Se garer durablement en ville de Genève? Une galère. Les horodateurs sont hors de prix, les parkings coûtent la peau des fesses et si vous n’avez pas de macaron (payant, lui aussi), vous devez déplacer votre véhicule toutes les heures et demie. Pourtant, défiant les contrôleurs de tout poil, il subsiste un millier de places gratuites, selon une étude toute récente de la Fondation des parkings. Mais gare! Une centaine d’emplacements viennent de disparaître le long de l’avenue de la Paix, entre la place des Nations et le CICR, remplacés par des zones bleues.

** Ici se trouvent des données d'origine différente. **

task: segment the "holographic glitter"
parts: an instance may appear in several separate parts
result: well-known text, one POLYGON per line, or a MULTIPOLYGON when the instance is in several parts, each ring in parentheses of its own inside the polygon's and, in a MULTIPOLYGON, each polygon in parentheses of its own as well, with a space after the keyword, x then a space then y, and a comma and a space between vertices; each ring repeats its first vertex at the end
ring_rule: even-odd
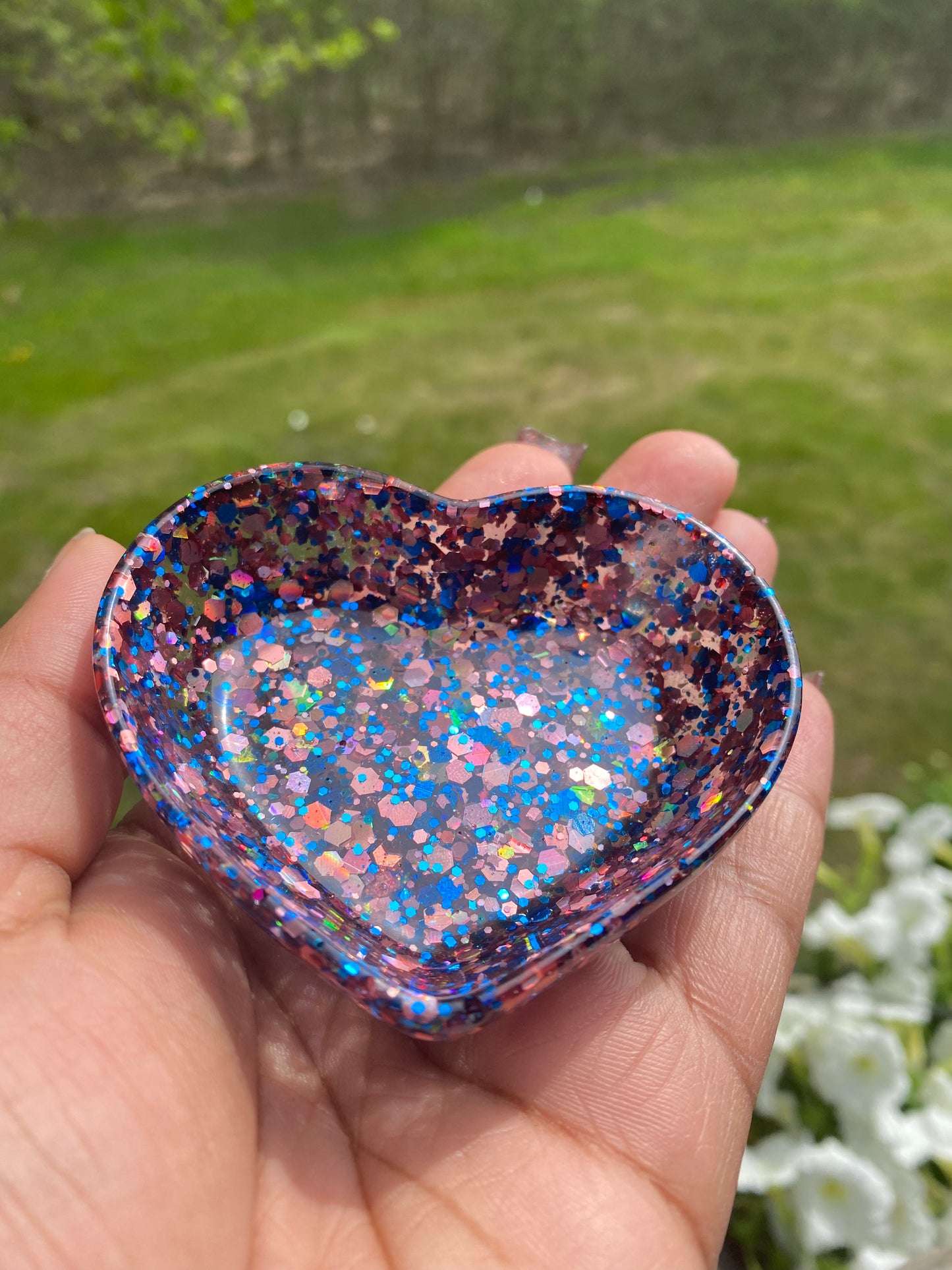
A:
POLYGON ((95 668, 185 853, 425 1036, 532 996, 710 860, 801 687, 773 592, 682 512, 307 464, 150 525, 95 668))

«L’étude réalisée par nos services est purement interne, confie Jean-Yves Goumaz, directeur de la Fondation des parkings. C’est un indicateur de la densité de nos contrôles.» Ne saurons-nous donc pas où se situe le petit millier de places encore gratuites? «Il y en a une bonne partie vers les Vernets. Notre priorité n’est pas de les supprimer. Nous étudions actuellement de nouveaux macarons réservés aux transports professionnels. Ils permettront de parquer en zone bleue ou dans les cases avec horodateurs et y rester plus d’une heure et demie.»
Derniers îlots de liberté
En attendant, où trouver les dernières cases de liberté en ville? Il y en a 120 le long de la route des Jeunes, d’ailleurs squattées par de nombreux camping-cars! Proche de là, une trentaine à l’avenue François-Dussaud, une quarantaine rue Marziano et une vingtaine, par petits groupes de trois ou quatre, à la rue Boissonnas. Les Vernets et ses environs sont donc effectivement bien lotis.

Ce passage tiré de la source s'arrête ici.